If you have a great technology idea, you will need financial resources to develop it. An inventor or entrepreneur should develop a long-term financing strategy for their technology. The following checklist can help you develop the right financing approach.
- To help determine the best approach for your idea, decide what you want your role to be in developing the idea. Ask yourself the following question:“As the inventor, what level of involvement do I want in the commercialization of the technology or idea?” If you desire a low level of involvement, one mainly focused on research and technology, then consider one of the following courses of actions:
- pursue a licensing financing strategy directly or with assistance
- take a small amount of financing either through a government grant program, a loan, or by selling an ownership interest in the technology to a third party; do this in order to further develop the technology and increase the likelihood of a successful licensing outcome (or to maximize the value of a licensing deal)
- find and engage an entrepreneurial partner who will develop and execute a business and financing plan for the commercialized technology in exchange for a negotiated ownership interest in your business
If, however, you desire a high level of involvement in the business, then you’ll likely incorporate and need to develop a business and financing plan. Consider adding an entrepreneurial partner or team members if your skills and experience concentrate largely in the technology-development area.
- If you are a first-time entrepreneur, ask yourself whether you have the characteristics to succeed and whether prospective investors will recognize those attributes.
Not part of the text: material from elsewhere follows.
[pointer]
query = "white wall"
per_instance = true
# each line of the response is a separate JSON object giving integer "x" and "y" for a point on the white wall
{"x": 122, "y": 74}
- If you conclude that you’re an entrepreneur, then you need to set up your new business and work on your financing strategy. Once that is underway, determine if you’re ready to accept investment from outside investors to build your business. If so, gauge what types of financing and how much money you can access based on your track record and your personal assets, including those of your family, friends and contacts. For assistance with this process, refer to the article in this database called Are you ready for a private investor?
After working through the checklist above, you should have a better sense of what kind of financing is appropriate for your situation. If you have determined that you are NOT ready to accept outside investment or cannot access investor networks for your business, a “bootstrapping” strategy may work for you.
If you ARE ready to accept outside investment and believe that you can access sufficient financing from investors, develop a long-term financing strategy for your business that plans for equity investment and the use of debt to start and scale your business.